Technological innovation has certainly revolutionized the way people report and consume the news. Print news has already experienced a significant drop, as the Internet takes over in this modern age. Smartphones and tablets take this to another level, allowing people to access the Internet anywhere at any time. This new phenomenon of tablet computers is perhaps marked by the introduction of the Apple iPad to the market in January 2010. By June 2011, 25 million were sold.

By January 2012, 19% of American adults were owners of an eBook reader, and 19% of American adults were owners of a tablet computer. This is according to a survey by Pew Internet & American Life Project .

A tablet is simply convenient. “The transition to digital journalism,” by Paul Grabowicz, talks about how tablets, that are gradually becoming as popular as owning a cell phone, are like the perfect device; they are bigger than the small screen of a mobile device but less than having to carry your laptop around.

Furthermore, in terms of accessing news, it is not limiting. Print news is limited to whatever is on the page in front of you. Using a tablet as a news source does not limit information to one page; it actually creates the ability to access endless amounts of pages and information. You essentially have the world at your fingertips.
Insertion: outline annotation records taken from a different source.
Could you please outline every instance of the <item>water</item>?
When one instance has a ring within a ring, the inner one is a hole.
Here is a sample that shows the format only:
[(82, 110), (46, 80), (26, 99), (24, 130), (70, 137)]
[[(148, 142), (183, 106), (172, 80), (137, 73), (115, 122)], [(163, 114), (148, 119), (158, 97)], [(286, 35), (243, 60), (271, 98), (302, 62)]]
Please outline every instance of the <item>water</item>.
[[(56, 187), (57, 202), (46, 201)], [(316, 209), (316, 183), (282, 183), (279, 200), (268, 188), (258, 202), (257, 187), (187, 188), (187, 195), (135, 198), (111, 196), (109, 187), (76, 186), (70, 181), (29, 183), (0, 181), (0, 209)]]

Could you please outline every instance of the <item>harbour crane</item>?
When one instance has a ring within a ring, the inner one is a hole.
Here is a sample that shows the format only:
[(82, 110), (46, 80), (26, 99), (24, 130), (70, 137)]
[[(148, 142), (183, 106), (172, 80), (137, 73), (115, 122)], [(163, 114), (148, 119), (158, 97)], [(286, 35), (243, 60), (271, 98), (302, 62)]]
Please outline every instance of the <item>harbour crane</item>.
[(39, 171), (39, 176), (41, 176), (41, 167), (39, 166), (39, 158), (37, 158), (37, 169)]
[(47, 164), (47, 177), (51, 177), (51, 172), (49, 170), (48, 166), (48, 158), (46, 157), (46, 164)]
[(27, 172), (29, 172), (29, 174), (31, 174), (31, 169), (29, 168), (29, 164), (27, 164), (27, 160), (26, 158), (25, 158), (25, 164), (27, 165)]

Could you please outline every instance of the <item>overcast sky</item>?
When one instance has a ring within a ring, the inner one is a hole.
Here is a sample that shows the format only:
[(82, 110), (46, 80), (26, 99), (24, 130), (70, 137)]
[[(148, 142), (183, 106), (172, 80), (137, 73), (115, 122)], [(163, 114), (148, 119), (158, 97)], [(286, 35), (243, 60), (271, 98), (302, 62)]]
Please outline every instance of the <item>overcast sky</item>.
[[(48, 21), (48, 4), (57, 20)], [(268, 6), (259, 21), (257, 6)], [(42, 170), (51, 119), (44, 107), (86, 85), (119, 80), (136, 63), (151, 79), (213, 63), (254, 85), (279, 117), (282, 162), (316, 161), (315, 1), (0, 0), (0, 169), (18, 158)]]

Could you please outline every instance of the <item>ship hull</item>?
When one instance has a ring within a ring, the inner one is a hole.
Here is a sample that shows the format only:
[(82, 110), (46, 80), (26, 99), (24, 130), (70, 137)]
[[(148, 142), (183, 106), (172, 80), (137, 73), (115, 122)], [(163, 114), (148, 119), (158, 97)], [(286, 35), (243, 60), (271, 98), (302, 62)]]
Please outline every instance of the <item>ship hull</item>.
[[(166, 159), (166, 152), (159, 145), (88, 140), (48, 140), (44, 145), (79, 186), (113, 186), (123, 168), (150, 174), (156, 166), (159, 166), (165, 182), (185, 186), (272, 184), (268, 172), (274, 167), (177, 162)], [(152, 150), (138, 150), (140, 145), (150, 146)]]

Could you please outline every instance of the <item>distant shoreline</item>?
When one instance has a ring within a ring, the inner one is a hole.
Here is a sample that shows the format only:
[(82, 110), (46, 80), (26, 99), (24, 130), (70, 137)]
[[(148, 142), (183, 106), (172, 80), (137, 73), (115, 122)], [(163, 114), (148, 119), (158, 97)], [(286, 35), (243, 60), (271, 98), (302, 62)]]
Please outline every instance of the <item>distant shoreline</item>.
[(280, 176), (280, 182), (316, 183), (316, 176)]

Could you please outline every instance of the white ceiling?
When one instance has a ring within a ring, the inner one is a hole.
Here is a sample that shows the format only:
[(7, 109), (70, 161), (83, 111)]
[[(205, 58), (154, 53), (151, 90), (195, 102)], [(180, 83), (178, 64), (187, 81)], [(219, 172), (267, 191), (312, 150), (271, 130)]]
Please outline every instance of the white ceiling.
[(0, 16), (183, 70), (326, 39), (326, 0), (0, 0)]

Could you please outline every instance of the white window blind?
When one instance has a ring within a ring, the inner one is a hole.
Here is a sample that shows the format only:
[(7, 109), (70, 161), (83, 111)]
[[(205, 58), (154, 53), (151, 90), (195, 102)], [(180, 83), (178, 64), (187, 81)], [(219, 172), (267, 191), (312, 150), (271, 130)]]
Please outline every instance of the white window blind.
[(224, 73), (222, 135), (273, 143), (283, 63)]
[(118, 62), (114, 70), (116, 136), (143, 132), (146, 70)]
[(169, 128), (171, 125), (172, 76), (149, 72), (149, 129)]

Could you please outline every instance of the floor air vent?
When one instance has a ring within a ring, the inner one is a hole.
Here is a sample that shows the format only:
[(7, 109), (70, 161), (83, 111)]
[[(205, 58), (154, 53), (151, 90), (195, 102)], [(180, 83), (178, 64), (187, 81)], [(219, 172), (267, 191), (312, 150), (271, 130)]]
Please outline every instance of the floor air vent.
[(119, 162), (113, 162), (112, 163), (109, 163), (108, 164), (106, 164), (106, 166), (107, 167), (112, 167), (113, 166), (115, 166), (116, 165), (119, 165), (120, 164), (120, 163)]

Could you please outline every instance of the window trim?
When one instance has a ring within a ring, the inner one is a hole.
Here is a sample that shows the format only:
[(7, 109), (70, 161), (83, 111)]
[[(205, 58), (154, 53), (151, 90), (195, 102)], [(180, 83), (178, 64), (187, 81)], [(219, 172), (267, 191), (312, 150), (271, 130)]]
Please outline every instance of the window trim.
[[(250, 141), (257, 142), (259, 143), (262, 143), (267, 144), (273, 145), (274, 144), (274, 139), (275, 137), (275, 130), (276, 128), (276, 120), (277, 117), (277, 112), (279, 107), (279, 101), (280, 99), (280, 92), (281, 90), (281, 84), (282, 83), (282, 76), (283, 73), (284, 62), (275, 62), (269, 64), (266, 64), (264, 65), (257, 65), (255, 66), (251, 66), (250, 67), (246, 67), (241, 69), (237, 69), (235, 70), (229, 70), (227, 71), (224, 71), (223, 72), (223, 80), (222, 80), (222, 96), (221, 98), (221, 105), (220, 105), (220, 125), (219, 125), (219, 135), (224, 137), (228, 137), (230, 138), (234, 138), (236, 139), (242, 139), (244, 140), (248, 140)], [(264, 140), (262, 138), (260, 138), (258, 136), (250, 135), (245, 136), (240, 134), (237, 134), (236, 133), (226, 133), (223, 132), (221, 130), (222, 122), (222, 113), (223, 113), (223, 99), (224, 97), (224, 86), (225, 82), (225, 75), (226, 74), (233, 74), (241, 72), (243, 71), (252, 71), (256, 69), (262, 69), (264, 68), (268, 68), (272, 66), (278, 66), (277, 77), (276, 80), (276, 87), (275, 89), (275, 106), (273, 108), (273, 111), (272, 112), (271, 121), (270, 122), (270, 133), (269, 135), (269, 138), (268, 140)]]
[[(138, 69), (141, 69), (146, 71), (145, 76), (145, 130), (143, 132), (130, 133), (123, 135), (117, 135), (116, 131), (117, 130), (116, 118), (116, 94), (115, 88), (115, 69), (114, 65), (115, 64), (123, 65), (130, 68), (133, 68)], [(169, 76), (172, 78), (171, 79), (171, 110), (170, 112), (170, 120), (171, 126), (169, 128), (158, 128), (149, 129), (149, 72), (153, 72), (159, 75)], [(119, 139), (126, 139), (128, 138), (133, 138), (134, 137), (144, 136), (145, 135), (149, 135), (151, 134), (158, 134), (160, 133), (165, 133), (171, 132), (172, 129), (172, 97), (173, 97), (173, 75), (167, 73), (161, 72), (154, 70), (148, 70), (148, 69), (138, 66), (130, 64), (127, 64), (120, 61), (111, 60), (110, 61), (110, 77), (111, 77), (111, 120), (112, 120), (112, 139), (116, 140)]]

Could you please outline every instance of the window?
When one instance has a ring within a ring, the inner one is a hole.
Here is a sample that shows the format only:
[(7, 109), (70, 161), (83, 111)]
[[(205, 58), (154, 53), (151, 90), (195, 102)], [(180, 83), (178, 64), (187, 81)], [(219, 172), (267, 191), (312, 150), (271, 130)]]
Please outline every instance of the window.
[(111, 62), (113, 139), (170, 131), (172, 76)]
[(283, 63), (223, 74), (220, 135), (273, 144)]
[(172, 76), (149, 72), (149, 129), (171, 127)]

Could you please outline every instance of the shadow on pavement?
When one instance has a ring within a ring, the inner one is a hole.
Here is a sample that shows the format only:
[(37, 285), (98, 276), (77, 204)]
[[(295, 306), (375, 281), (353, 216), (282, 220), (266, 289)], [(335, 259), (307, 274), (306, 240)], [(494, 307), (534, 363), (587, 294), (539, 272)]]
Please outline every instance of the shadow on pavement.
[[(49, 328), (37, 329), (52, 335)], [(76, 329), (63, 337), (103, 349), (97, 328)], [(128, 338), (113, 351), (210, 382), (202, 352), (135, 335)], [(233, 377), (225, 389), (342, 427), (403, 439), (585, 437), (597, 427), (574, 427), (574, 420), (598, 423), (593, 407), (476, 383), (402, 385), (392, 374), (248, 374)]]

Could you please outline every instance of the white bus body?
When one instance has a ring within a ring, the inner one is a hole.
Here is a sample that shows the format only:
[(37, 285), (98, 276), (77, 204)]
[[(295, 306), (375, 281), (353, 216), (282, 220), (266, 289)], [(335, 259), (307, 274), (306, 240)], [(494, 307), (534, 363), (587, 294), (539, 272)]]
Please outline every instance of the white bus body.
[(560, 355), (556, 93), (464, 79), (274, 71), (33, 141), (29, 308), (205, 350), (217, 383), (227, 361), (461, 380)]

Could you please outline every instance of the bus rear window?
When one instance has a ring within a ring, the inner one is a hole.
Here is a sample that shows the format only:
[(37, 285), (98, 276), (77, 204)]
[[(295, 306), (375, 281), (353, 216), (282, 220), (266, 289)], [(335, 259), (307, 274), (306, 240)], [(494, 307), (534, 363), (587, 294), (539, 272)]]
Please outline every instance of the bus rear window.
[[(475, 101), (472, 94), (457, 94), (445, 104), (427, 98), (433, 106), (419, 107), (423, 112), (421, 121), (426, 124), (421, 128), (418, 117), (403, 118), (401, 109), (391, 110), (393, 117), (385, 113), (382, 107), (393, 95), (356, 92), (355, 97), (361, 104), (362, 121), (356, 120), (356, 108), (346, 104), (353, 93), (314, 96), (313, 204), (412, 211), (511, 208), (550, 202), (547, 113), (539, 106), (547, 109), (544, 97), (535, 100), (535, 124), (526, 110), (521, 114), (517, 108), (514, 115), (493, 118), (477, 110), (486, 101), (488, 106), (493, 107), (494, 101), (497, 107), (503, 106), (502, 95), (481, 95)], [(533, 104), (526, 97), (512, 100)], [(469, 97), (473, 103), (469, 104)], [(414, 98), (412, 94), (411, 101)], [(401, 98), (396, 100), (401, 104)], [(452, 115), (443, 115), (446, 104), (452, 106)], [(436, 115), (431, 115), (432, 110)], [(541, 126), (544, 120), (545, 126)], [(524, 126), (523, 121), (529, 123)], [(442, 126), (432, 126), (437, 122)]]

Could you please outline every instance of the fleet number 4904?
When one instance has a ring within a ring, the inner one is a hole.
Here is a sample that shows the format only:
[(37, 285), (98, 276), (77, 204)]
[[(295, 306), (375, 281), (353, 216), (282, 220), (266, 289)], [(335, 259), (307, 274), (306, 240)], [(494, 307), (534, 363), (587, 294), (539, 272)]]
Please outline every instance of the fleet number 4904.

A survey conducted by the Reynolds Journalism Institute on mobile media news consumption gives us many good statistics to look at. The survey was done in response to the proliferation of news applications. The study separated the people into three groups based on age; 18 to 34 years old, 35 to 54 years old, and above 55 years of age. Here are a few interesting statistics to consider;

  • Regardless of age, someone who owns an iPad is more likely to consume news provided by various news organizations and for a greater amount of time than those who do not own an iPad.
  • 84% of iPad users between the ages of 18 and 34 claimed they spend an average of 7.3 hours a week consuming news on their tablet.
  • 88% of iPad users between the ages of 35 and 54 claimed they spend an average of 6.3 hours a week consuming news on their tablet.
  • 78% of iPad users above 55 years old claimed they spend an average of 3.7 hours a week consuming news on their tablet.
  • A mere 26% of 18-34 year old mobile device owners are subscribers to print news.
  • 63% of mobile device owners in the 55 and above age category are subscribers to print news.

Localytics, a mobile app analytics company, also did a study on the habits of iPad users and found an interesting statistic. Looking at the amount of time spent using each app in one session, it was found that people spend two and a half times longer on a news application than any other app, including music, reference, lifestyle, business, games, sports, and entertainment.
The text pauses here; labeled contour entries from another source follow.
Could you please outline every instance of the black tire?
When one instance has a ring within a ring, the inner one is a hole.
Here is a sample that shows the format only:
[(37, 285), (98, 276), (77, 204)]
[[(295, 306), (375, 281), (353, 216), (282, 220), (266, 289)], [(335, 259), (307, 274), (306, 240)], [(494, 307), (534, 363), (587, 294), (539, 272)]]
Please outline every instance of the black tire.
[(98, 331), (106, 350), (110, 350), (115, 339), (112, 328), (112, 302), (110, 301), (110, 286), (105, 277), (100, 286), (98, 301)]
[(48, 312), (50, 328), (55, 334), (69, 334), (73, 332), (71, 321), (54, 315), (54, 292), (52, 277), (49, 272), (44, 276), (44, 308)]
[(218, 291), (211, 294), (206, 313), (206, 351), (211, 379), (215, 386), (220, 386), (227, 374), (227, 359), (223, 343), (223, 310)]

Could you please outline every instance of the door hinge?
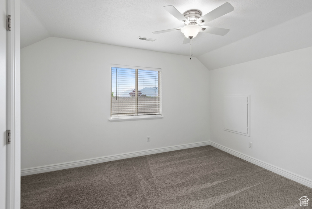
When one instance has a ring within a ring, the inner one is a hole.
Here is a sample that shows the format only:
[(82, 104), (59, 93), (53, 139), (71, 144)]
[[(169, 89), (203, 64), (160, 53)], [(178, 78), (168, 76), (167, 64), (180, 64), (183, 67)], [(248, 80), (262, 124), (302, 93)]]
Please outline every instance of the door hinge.
[(8, 144), (11, 142), (11, 130), (7, 130), (7, 142)]
[(11, 30), (11, 16), (9, 14), (7, 17), (7, 30)]

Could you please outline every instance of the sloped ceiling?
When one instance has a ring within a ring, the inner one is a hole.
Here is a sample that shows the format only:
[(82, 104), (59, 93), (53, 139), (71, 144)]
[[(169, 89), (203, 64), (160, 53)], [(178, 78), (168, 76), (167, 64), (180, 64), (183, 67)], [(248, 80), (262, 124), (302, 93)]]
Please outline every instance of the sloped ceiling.
[(183, 26), (163, 7), (204, 14), (226, 2), (234, 11), (207, 25), (230, 32), (224, 36), (200, 33), (193, 40), (193, 56), (208, 69), (312, 46), (311, 0), (21, 2), (22, 48), (53, 37), (189, 56), (190, 45), (182, 44), (181, 31), (152, 33)]

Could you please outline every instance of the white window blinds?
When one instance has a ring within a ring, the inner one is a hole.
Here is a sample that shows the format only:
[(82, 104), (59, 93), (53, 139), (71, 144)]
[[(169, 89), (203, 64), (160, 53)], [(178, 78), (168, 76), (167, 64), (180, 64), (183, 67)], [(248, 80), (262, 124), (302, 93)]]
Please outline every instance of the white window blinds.
[(161, 115), (161, 71), (114, 67), (111, 69), (112, 118)]

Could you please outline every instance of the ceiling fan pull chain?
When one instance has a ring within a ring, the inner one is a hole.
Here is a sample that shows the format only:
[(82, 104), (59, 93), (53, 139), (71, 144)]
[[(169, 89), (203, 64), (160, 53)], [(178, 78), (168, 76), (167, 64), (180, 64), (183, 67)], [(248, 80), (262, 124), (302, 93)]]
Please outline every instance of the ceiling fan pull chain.
[(193, 39), (191, 39), (191, 42), (190, 42), (190, 59), (192, 59), (191, 57), (193, 56), (193, 49), (192, 47), (192, 43), (193, 42)]

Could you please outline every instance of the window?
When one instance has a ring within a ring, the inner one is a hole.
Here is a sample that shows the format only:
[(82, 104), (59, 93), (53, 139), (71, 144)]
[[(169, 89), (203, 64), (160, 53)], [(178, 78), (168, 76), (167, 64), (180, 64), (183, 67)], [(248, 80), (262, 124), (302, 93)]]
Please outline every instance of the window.
[(160, 69), (140, 68), (111, 68), (112, 119), (161, 116)]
Looking at one app in particular, such as the demonstration video of the National Geographic application, we can see “the engaging content that is presented beautifully” realistically on a tablet. The need to subscribe to a magazine is diminishing due to the fact that entire magazines and news organizations are making themselves accessible though the simple download of their application

With the evolution of technology at the point it is at today, many people are putting down their newspapers and picking up a tablet. There is already a decrease in print news since the Internet began to dominate. Now that tablets are being manufactured by most technology companies, people are able to take the Internet and its applications with them wherever, and have access to everything it offers.
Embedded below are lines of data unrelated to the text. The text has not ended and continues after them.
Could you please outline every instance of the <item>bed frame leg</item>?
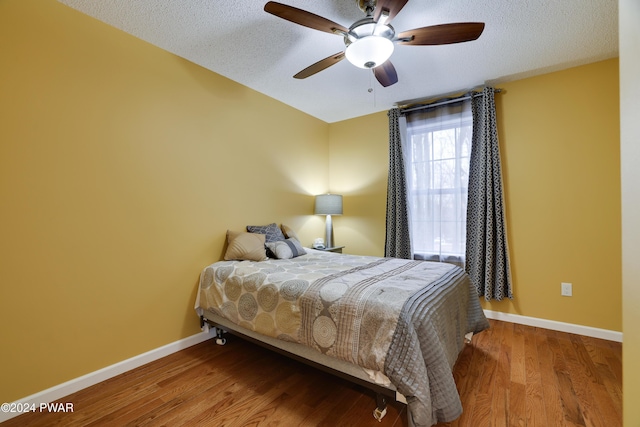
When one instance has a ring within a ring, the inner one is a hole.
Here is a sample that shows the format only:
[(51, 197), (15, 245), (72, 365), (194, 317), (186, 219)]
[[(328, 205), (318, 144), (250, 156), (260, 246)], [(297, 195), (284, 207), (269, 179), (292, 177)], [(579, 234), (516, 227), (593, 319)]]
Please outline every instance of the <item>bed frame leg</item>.
[(216, 329), (216, 344), (225, 345), (227, 343), (227, 339), (223, 336), (225, 331), (223, 331), (218, 327), (216, 327), (215, 329)]
[(384, 416), (387, 415), (387, 398), (381, 393), (376, 393), (376, 404), (378, 406), (373, 410), (373, 418), (381, 423)]

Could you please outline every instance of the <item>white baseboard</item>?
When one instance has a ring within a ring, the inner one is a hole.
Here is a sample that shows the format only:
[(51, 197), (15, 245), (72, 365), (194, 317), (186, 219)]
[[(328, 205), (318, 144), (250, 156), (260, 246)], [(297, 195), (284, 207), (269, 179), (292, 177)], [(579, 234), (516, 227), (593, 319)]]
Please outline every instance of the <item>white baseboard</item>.
[[(592, 328), (590, 326), (574, 325), (571, 323), (556, 322), (553, 320), (538, 319), (535, 317), (521, 316), (519, 314), (502, 313), (499, 311), (484, 310), (484, 313), (489, 319), (622, 342), (622, 332)], [(158, 360), (177, 351), (191, 347), (192, 345), (199, 344), (210, 338), (212, 338), (210, 333), (200, 332), (199, 334), (150, 350), (130, 359), (123, 360), (122, 362), (107, 366), (106, 368), (99, 369), (87, 375), (83, 375), (36, 394), (32, 394), (31, 396), (27, 396), (13, 403), (33, 403), (36, 404), (36, 406), (40, 405), (40, 403), (50, 403), (109, 378), (113, 378), (116, 375), (138, 368), (144, 364), (153, 362), (154, 360)], [(20, 414), (0, 412), (0, 423), (18, 415)]]
[(538, 319), (536, 317), (521, 316), (519, 314), (502, 313), (500, 311), (484, 310), (489, 319), (502, 320), (520, 325), (535, 326), (536, 328), (551, 329), (553, 331), (568, 332), (603, 340), (622, 342), (622, 332), (608, 329), (592, 328), (590, 326), (575, 325), (573, 323), (556, 322), (554, 320)]
[[(40, 391), (36, 394), (32, 394), (31, 396), (16, 400), (13, 403), (35, 404), (36, 407), (38, 407), (41, 403), (51, 403), (55, 400), (61, 399), (65, 396), (82, 390), (83, 388), (98, 384), (99, 382), (108, 380), (109, 378), (113, 378), (116, 375), (120, 375), (124, 372), (138, 368), (149, 362), (153, 362), (154, 360), (158, 360), (172, 353), (184, 350), (185, 348), (199, 344), (210, 338), (212, 338), (211, 334), (207, 332), (200, 332), (190, 337), (150, 350), (146, 353), (139, 354), (130, 359), (123, 360), (122, 362), (118, 362), (111, 366), (107, 366), (97, 371), (90, 372), (81, 377), (74, 378), (65, 383), (58, 384), (57, 386)], [(0, 423), (18, 415), (20, 414), (15, 412), (0, 411)]]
We have also seen the onset of a new trend; online-only magazines. In Mary Catherine Wellons’ article, “Online-Only Magazines Gain Traction,” she brings up the ‘September issue,’ notorious to connoisseurs of fashion magazine publications. As the biggest and best selling issues of the year, the September issue may become a thing of the past with tablets and other electronic news sources taking over.

Rue, Matchbook, and Lonny are a few successful online-only magazines mentioned in the article and worth checking out, that are leading the movement away from print magazines.

Tablets certainly seem to be the future however I don’t think that there is anything wrong with it. Personally, I think these devices work great as a delivery platform for news. They are portable and allow practically instantaneous access to breaking news, or any other news for that matter. The evolution of technology and consequential drift from print news is inevitable.While it may be harmful toward print publications, most of us have become much more reliable on technology and it will only continue to increase as time goes on.